Os raios de sol que entravam pela janela e se projetavam especialmente sobre o local onde Sônia se sentara, davam muita intensidade ao brilho do grande broche de ouro lapidado sob a forma de uma elegante senhora com seu galgo inglês. Algumas lágrimas rolaram sobre as maçãs do rosto de Sônia. E ela dirigiu a palavra a Elífio:

- O único homem que até hoje me presenteou com joias foi Orozimbo. Você é o segundo. Mas, nenhuma das joias que eu ganhei se compara ao requinte e ao luxo deste seu presente. Você tem se revelado a maior de todas as joias. Assim você acaba me cativando. Eu tenho compromisso com Orozimbo. Não queira me conquistar.

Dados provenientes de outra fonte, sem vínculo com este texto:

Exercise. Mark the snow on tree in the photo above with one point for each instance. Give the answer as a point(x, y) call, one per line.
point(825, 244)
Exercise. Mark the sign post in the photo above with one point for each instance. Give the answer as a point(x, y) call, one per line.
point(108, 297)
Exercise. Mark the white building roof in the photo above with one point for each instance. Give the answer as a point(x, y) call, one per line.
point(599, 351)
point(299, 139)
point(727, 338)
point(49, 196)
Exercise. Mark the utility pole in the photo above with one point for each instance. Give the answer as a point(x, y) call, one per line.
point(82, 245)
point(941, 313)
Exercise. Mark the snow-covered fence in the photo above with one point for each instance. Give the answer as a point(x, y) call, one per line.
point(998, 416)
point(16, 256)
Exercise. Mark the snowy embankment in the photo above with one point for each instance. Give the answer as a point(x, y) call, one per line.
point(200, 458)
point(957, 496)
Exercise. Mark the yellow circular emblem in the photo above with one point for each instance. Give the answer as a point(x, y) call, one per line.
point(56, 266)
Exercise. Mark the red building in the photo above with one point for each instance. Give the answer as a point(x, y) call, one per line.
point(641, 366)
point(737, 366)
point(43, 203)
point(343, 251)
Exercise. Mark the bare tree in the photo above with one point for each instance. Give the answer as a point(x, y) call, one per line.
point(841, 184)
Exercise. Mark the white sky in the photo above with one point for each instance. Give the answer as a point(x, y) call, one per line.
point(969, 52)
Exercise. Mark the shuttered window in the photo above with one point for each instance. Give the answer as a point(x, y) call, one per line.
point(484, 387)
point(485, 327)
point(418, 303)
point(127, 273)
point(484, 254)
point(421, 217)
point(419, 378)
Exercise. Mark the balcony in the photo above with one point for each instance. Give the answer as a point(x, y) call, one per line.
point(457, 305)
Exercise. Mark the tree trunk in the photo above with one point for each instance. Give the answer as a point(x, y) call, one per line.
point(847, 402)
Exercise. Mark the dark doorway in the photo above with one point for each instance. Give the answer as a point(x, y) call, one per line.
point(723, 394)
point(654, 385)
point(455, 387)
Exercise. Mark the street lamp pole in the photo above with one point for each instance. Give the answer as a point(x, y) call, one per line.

O desembargador não perdeu tempo e foi certeiro na resposta:

- Quem conquistou primeiro foi você. Creio que os erros que eu cometi foram movidos pelo ciúme e pelo desejo de estar no lugar daquele que a assediava – disse.

Aos 56 anos, Elífio não tinha porte atlético. Era um homem pardo, com a barriguinha própria aos homens da sua idade que não fazem exercícios físicos costumeiramente. Os cabelos sempre estavam penteados e o uso da brilhantina, como era moda, os mantinha grudados à cabeça, resistindo a mais intensa das ventanias sem que um único fio se desalinhasse.

Os ternos de linho branco eram os seus prediletos. Gostava dos sapatos pretos e, também gostava de usar alguns pares de sapatos marrom. Anéis, como era normal aos homens de posses, a começar pelo de formatura, todo em ouro 18 quilates e um enorme Ruby vermelho.

O perfume de Elífio era sempre o francês Jean Patou que ele mandava importar pelos seus amigos endinheirados, quando estes embarcavam em algum navio a vapor com destino a Europa. Sônia sempre tivera uma predileção pelos homens cheirosos. E terminou descobrindo que até nisso o abraço do Desembargador valeria a pena.

Não demorou. Naquele mesma tarde o casal gemia de prazer na cama de Sônia. Elífio se retirou depois das oito da noite. O café do bule estava frio e o bolo Souza Leão permanecia intocado.